Thursday, December 5, 2013


A few hours ago I caught the first wave of hushed veneration that only something awesome can instill in TV coverage.  I immediatly started an act of Contrition.  Surely only our Lord's return could cause such a breakdown in normal coverage!  But no, it wasn't the end of time, just the end of Nelson Mandela's time.

Not much point in checking the news, as it will be all Mandela all the time.  Still, I couldn't help getting a certain fascination out of all the material the adulatory media choose to leave out of the great man's bio.  

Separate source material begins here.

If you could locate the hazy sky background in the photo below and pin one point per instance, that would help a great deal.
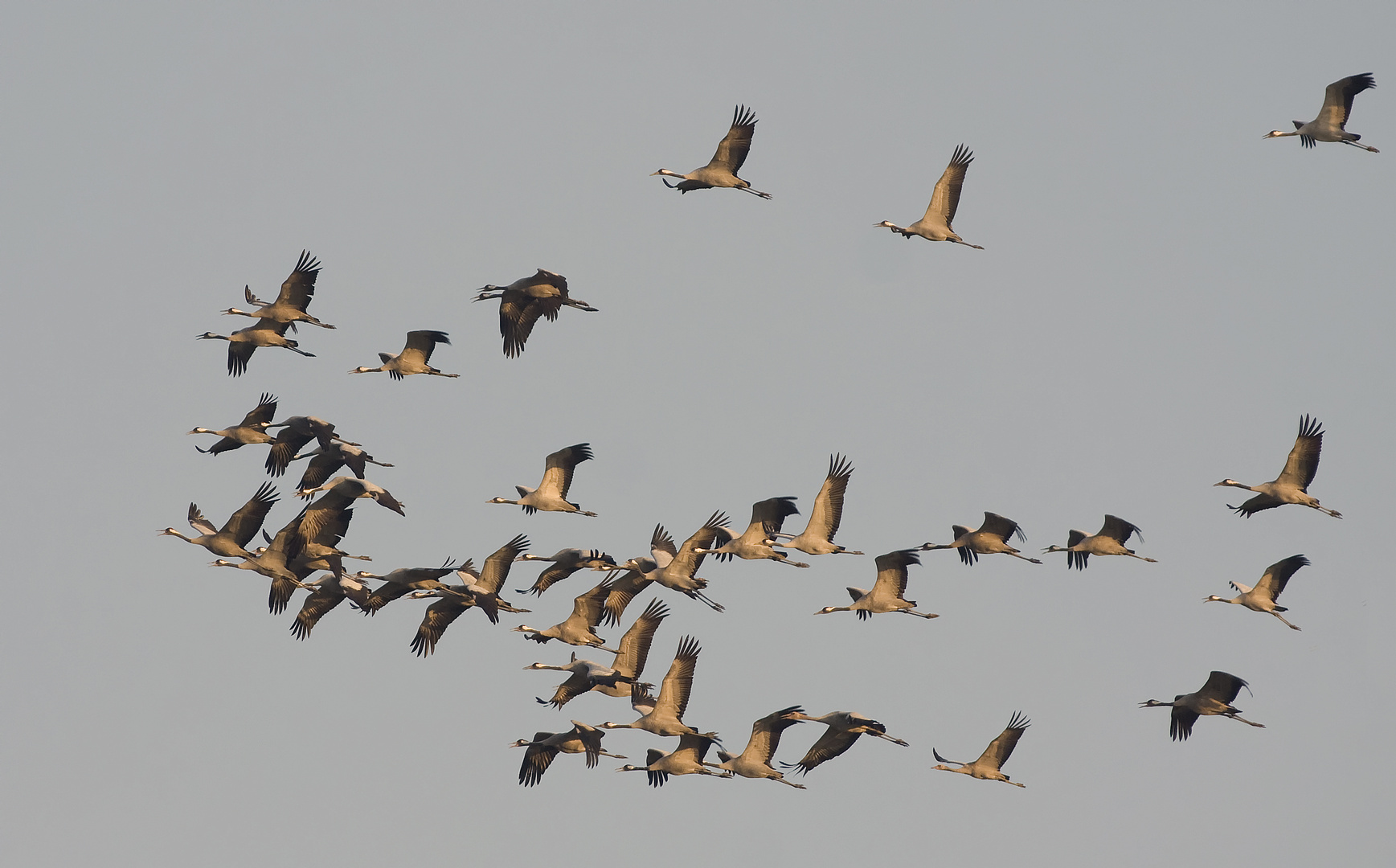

Mandela the peacemaker got his start in the ANC by pushing for armed resistance.  This took the form of placing land mines on the nations periphery, killing white farmers and their families.  The "Spear on the Nation" was always too cowardly and incompetent to conduct real military operations deep within the nation of South Africa.  I imagine that the young journalists who write these obituaries really don't know this.  But even if they did you would not dare to write it. The ordinarily sane London Telegraph compared Mandela with Jesus Christ without even mentioning the bit about him being a communist.

The ANC itself with so infused with Communists like Joe Slovo, (a Jewish commie from Lithuania) that it might as well have been run directly from the Kremlin.  The Soviets didn't care a wit about the blacks of South Africa.  They did salivate over the possibility of Soviet naval bases at the tip of Africa.  The USSR went the way of all flesh and with it, Kremlin support.  But Western pressure on Pretoria led the Boars to give in to majority rule.  The SA government had been keeping Mandela alive for a long time as a pawn in this scenario and he played his part well.  Tall, dignified, willing to adjust his views and hungry for adulation, he was the only house broken ANC'er who could keep the SA train on the track during a transition.  And this he did.

Should we see him as a force for humanity and justice?  No.  Mandela, like Martin Luther King Jr. and Gandhi are figures who's triumphs rely on deeply deceptive practice.  All three posed as champions of universal human rights and Western Christian principles to achieve purly racial, secular ends.  

Ghandi achieved the British pull-out from India, sparking ghastly religious civil war and ultimately the nuclear standoff between India and Pakistan we live with today.  Is the world better off?  Is modern India an admirable, benevolent entity to day?  Is the corruption that Indians live under today really better than the rule of Great Britain?  Even many Indians concede, it is not.

Martin Luther King Jr. was a liar, a plagiarist, and compulsive adulterer.  His legacy is not racial equality, but racial politics at the expense of the very whites who championed him.  After mouthing the mantra of equality, he turn on the establishment who created him and endorsed socialism at home and defeat overseas.  He is the father of affirmative action and the plague of race hustlers and racial politics that hang heavy on us today.  He did things for Blacks in America but for the country at large he was a curse.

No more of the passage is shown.